The National Institute on Alcohol Abuse and Alcoholism (NIAAA) offers a lot of insight into why people drink, how it becomes a problem and how to combat the problem. For the issue of college binge drinking, the NIAAA suggests normative re-education or social norms marketing to get a hold of the situation. Normative re-education means that you go in, teach students what normal and responsible drinking habits are, and then allow the chain action to the result which will lead to an overall decrease in excessive underage drinking.
Social Norms Marketing at Work
The article outlines several trials in which normative reeducation was attempted. In those 22 random trials, 7,275 participants were tested using web/computer feedback, individual face-to-face feedback, group face-to-face feedback, and mailed feedback about social marketing campaigns. The web/computer feedback consisted of online surveys and similar online feedback. The individual feedback was one on one surveys and the group feedback consisted of groups of people coming together to talk about the results. Mail-in feedback was paper surveys.
The campaign showed alcohol problems, peak BACS, frequency of drinking, quantity of drinking and binge drinking. From the trial results, it was shown that the web/computer feedback showed significant reductions in excessive drinking for 16 months after the trial. The individual sessions resulted in a decrease of drinking at the six-month check in, and the group sessions produced a decrease that lasted for three months. Mailed-in feedback generated no results.

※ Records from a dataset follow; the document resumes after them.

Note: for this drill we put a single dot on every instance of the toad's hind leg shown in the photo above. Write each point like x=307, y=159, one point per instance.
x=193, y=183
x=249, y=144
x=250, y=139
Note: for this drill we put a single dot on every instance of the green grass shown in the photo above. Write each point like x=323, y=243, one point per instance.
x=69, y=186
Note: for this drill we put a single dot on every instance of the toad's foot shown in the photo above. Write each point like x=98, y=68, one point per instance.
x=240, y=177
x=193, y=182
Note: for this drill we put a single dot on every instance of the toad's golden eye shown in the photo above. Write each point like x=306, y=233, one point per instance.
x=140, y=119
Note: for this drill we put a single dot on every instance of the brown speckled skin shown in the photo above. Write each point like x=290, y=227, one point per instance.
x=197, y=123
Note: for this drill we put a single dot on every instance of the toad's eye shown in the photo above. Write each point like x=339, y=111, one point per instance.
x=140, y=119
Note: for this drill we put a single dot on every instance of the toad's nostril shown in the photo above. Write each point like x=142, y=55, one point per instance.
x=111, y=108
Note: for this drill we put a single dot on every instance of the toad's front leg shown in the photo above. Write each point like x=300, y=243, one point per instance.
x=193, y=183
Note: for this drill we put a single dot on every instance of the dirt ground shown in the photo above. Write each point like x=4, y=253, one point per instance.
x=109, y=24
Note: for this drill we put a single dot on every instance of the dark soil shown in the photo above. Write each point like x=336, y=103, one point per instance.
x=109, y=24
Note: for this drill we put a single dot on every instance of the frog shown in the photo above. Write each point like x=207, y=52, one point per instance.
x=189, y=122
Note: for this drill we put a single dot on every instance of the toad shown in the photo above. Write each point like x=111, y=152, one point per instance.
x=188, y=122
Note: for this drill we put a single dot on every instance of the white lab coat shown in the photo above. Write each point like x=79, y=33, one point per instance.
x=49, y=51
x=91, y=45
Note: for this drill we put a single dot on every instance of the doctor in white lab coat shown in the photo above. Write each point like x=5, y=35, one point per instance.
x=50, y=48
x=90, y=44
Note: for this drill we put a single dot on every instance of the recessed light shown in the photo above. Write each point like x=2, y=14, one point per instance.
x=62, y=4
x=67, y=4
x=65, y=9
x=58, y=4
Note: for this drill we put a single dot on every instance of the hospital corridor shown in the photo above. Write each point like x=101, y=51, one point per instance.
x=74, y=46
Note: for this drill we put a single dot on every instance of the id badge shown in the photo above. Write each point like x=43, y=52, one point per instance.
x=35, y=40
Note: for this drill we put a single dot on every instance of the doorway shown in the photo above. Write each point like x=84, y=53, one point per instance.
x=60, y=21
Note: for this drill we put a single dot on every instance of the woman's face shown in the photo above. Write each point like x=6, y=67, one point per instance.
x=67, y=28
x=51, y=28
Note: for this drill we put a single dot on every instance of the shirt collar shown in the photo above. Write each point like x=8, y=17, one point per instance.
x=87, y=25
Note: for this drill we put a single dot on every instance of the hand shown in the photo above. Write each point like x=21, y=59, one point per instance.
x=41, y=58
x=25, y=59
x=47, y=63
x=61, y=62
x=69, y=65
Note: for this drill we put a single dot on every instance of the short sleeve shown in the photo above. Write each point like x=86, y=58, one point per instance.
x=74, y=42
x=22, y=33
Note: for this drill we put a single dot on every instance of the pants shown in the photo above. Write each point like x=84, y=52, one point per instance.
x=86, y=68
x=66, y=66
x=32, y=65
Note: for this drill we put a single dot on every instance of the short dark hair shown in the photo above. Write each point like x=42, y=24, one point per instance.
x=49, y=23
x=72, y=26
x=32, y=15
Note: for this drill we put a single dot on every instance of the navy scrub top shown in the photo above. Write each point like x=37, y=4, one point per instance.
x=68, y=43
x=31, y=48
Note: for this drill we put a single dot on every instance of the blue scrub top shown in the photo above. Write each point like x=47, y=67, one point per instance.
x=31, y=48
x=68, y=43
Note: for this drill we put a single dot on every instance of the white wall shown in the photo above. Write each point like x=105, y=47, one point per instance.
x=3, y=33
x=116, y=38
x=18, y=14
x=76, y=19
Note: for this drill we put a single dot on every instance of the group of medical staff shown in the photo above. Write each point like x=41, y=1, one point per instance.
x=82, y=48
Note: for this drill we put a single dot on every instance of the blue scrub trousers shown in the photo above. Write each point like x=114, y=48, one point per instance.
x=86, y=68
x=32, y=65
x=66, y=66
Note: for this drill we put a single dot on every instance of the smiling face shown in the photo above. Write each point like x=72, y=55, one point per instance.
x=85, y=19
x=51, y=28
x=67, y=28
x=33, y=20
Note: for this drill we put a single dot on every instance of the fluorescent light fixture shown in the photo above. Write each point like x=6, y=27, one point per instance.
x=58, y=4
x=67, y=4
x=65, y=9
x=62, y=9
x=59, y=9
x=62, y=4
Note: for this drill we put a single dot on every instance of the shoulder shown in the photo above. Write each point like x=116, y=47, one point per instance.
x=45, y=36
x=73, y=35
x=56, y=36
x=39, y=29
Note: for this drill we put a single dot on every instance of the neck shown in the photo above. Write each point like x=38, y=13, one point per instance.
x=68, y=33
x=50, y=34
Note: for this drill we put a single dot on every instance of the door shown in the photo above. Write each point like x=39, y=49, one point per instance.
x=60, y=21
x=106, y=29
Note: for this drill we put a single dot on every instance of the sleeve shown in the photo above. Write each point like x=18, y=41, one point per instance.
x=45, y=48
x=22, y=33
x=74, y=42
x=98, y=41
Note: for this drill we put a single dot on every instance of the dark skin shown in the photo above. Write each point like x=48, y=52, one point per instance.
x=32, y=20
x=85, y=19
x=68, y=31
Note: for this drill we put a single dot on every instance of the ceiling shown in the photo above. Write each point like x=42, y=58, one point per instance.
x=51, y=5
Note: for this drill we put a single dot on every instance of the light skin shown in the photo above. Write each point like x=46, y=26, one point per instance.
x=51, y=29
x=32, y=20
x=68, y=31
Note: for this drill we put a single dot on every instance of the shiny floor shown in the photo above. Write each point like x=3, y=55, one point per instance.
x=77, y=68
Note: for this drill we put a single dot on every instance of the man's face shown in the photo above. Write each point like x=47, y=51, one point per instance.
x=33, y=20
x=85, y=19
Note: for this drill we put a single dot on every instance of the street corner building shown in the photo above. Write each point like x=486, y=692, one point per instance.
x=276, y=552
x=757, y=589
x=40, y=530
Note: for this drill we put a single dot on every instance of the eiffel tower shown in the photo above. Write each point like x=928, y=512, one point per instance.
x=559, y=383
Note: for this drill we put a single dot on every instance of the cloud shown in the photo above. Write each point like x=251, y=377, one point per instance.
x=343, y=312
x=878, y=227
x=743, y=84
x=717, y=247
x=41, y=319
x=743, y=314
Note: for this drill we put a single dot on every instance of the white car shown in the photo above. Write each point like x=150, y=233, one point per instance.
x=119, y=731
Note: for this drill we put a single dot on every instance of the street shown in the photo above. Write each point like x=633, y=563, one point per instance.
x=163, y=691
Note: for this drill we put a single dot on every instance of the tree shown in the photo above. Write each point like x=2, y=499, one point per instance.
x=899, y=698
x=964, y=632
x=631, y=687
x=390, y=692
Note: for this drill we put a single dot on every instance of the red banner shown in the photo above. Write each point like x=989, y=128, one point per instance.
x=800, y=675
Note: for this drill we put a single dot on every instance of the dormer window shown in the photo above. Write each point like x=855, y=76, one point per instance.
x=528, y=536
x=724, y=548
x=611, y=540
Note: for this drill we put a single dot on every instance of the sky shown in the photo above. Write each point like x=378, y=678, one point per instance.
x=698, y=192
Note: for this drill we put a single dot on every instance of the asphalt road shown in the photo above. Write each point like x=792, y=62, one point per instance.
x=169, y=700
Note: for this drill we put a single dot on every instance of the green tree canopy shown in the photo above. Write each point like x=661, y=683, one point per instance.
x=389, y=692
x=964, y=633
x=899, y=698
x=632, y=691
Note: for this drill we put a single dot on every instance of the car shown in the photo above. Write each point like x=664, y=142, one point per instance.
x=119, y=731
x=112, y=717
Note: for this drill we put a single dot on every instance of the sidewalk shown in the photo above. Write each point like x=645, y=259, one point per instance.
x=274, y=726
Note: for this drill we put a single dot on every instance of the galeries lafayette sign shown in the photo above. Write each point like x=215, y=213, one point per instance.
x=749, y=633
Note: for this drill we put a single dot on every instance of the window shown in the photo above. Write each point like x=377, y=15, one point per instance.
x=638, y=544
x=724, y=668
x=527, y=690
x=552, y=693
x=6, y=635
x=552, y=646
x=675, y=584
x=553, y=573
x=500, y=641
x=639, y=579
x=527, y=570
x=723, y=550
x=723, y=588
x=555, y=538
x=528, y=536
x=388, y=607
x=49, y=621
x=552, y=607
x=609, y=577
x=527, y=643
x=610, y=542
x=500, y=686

Another social solution would be for parents to educate their children about the issues of drinking.
Parental Involvement with Underage Drinking
NIAAA reported on an experiment they tried to get parents more involved in the education of their children. This trial created a 45-page handbook that taught parents how to have discussions about alcohol use with their children. This handbook outlines university alcohol policies and consequences of any sort of violation. Three hundred and forty-seven parents were included in the intervention group. Seventy-two percent of that group evaluated the handbook and 83% reported reading most or all of the handbook. The results of the study said the students of parents who had read the handbook and had abstained from drinking prior to college were less likely to start drinking, and those who had engaged in drinking were less likely to increase their alcohol use during freshman year, although the second statistic was for females, not males. Overall the results indicated that parental involvement will help decrease alcohol abuse in college students.